National Consumer Week 2017 is running from Monday 27 November until Sunday 3 December. This year’s theme is ‘Subscriptions’ – have you or anyone you know ever been locked into a subscription for an offering you didn’t sign up for? An estimated two million people across the UK still experience issues cancelling recurring payments for subscriptions without their apparent authorisation.
The Chartered Trading Standards Institute (CTSI) are strong supporters of National Consumer Week and are raising awareness on this subject, by releasing advice, information and media tools for both consumers and businesses respectively. These include two informative animations to help promote the campaign on highlighting subscription issues. One is aimed at businesses to help awareness of legal obligations when entering consumers into a subscription, while the other is aimed at advising consumers and banks on what to do when things go wrong.

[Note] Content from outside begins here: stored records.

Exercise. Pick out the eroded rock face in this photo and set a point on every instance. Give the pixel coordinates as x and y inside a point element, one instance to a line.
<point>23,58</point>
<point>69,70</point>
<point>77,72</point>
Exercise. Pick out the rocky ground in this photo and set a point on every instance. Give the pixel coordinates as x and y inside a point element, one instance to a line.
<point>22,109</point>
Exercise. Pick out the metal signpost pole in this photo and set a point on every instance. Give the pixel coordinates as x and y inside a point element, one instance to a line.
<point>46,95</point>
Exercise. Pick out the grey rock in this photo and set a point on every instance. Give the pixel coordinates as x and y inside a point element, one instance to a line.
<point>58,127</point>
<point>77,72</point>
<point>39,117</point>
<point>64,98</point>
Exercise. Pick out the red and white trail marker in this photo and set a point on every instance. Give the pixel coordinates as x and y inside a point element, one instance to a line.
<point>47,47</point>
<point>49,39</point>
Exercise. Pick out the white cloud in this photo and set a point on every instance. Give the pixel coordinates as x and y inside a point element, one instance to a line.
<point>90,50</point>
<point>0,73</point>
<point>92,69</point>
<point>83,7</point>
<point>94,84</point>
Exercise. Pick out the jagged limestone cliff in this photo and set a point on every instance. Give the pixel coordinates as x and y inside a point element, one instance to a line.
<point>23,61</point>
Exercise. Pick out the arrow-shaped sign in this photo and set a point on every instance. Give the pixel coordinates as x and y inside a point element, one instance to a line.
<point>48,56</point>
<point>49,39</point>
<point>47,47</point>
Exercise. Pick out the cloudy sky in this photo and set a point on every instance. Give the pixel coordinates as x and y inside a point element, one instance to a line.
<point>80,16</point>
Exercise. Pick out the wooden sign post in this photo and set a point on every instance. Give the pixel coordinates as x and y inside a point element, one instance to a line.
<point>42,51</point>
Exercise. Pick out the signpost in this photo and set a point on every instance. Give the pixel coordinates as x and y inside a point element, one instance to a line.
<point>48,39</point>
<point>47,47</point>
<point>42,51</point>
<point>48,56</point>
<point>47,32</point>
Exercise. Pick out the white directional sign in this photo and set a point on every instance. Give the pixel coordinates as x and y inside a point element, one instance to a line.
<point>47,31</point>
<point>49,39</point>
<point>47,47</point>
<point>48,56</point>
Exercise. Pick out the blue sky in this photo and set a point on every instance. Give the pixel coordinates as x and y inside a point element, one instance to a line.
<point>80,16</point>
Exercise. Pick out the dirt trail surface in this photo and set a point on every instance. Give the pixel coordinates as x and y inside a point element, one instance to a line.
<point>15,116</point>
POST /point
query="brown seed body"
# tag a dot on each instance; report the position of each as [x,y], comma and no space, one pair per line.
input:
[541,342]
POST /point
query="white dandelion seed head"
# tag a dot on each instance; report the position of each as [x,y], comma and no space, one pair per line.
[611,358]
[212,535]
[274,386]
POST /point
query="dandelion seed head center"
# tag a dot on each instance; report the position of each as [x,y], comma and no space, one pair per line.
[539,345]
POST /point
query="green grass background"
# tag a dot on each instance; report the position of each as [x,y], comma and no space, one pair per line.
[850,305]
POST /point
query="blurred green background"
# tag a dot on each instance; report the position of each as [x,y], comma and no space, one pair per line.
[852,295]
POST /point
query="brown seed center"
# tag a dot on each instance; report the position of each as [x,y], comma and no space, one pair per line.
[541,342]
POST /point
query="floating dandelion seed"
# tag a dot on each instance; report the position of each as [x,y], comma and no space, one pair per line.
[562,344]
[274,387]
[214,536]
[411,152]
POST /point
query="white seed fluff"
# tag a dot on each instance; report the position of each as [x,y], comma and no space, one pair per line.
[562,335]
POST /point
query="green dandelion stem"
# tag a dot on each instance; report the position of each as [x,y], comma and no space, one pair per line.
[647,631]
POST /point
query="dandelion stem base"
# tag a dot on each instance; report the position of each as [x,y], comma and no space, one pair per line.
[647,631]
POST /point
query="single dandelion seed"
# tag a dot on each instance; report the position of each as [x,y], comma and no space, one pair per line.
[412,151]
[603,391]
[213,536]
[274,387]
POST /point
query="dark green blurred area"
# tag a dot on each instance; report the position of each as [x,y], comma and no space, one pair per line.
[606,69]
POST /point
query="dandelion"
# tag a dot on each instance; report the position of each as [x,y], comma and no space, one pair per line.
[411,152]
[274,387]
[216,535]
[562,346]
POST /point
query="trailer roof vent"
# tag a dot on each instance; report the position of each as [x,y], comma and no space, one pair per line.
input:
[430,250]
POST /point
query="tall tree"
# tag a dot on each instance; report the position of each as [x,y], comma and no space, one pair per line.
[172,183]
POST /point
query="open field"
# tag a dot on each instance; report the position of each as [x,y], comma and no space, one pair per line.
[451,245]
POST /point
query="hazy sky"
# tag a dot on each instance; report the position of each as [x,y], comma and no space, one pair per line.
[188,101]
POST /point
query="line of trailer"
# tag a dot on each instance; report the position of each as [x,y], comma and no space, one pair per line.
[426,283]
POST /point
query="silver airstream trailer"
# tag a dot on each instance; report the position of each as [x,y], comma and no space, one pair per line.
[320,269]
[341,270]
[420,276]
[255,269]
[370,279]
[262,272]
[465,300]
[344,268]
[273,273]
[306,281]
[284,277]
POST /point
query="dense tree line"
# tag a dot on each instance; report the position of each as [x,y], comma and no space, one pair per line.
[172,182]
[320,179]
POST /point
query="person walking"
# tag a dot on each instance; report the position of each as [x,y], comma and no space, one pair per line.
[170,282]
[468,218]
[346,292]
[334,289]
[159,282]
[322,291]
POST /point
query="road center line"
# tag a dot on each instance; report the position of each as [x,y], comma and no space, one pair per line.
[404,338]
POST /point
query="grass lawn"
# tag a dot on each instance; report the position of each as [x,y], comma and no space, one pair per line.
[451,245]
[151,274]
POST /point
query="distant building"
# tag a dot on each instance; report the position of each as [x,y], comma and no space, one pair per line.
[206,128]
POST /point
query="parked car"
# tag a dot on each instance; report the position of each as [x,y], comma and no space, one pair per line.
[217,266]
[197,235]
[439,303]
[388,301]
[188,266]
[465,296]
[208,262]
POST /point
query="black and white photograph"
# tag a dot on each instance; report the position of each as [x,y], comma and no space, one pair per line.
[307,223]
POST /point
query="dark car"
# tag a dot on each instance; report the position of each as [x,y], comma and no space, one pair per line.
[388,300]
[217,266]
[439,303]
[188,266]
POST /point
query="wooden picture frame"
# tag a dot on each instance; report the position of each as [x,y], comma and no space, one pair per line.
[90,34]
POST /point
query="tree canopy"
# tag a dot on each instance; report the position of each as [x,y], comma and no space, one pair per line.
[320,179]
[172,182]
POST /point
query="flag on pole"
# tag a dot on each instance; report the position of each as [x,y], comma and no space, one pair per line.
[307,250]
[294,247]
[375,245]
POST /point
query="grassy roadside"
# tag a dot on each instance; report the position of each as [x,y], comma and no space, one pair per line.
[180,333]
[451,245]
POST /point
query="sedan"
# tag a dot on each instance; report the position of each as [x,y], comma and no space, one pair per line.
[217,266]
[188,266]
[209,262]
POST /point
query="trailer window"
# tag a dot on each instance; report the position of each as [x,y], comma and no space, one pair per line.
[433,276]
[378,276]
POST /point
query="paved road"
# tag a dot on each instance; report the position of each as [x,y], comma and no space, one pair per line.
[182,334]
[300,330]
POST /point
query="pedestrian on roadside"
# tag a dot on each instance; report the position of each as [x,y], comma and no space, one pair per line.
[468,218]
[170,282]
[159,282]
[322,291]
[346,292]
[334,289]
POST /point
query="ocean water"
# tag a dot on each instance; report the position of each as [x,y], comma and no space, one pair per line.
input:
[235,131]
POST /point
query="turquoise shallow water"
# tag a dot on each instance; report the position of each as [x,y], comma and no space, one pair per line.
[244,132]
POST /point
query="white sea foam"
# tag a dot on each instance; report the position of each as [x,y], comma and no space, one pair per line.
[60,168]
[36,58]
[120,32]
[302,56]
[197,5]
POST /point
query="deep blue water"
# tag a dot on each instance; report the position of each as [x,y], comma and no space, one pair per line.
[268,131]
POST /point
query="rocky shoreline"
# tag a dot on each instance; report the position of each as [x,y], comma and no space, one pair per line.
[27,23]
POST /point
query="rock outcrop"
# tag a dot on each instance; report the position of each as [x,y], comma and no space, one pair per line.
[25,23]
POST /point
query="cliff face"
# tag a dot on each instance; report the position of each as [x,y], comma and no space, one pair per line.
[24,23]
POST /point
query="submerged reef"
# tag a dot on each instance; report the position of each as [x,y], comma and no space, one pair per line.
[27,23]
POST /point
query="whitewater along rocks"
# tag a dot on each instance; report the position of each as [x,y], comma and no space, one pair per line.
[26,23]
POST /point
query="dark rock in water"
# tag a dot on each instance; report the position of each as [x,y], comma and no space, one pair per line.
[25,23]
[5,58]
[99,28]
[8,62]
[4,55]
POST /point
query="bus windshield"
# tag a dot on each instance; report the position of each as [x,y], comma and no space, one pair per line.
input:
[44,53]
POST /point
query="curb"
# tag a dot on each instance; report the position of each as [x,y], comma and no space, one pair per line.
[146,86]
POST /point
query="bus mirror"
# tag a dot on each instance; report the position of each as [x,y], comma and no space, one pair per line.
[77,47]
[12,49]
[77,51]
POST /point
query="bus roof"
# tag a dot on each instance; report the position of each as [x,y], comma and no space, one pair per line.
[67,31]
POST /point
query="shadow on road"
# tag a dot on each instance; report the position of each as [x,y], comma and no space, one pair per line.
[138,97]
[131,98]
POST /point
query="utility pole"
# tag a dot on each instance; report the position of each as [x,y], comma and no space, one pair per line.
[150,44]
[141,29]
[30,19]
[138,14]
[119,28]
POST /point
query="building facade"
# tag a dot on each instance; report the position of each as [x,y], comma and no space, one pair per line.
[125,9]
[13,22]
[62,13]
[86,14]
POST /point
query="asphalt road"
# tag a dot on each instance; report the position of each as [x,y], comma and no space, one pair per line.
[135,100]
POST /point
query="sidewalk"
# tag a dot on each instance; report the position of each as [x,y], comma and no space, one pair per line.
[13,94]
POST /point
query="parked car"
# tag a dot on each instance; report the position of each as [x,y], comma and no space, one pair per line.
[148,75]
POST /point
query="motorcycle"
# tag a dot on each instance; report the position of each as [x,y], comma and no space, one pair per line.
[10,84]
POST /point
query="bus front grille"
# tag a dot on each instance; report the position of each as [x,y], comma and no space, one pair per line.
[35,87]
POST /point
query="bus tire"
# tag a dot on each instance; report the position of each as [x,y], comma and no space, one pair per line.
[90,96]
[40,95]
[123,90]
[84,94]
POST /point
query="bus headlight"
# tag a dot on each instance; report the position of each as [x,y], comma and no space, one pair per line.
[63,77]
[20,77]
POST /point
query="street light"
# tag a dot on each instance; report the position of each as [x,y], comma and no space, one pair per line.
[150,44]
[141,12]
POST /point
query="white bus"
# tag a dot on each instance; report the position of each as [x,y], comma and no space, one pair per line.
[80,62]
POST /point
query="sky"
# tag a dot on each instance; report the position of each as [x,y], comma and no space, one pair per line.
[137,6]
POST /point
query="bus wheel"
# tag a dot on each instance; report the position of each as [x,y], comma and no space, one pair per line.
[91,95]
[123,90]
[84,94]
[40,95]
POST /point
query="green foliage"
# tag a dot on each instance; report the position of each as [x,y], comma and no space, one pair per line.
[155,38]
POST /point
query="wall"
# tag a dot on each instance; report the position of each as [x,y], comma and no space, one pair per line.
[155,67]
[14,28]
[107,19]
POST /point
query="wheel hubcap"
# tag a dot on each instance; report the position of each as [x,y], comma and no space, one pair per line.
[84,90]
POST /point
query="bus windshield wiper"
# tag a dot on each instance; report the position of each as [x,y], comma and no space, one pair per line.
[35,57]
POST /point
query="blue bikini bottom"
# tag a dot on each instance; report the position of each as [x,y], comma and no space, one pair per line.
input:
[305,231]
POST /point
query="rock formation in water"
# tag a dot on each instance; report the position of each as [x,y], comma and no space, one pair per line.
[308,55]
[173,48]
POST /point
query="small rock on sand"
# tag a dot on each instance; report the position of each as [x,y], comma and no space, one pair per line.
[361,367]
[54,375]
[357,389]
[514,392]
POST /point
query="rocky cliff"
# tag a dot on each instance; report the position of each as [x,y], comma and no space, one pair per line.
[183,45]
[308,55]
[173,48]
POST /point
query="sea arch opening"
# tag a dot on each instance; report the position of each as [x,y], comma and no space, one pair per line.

For more information https://www.tradingstandards.uk/news-policy/national-consumer-week-2017
The Consumer Protection Partnership (CPP) campaign ties in also and will particularly focus on online subscription issues. These can include: signing up for a fixed term deal, trial, or promotion where it is unclear that the consumer will be auto-enrolled into ongoing payments. In comparison, subscription traps are deliberately misleading practices, where the company involved uses deceptive language and deceptive terms and conditions. With traps, products are usually advertised as free samples, where consumers are asked to pay for postage and packaging. The consumer will then typically find that much larger amounts are routinely taken from their bank account, using the Continuous Payment Authority (CPA) which the consumer believed was only established to pay their postage and packing on the original item. Products with traps are often substandard or don’t turn up at all. This year’s campaign, ‘Not what you signed up for’, is underpinned by research conducted by the Citizens Advice Partnership Knowledge Hub, which has identified millions of complaints around subscriptions.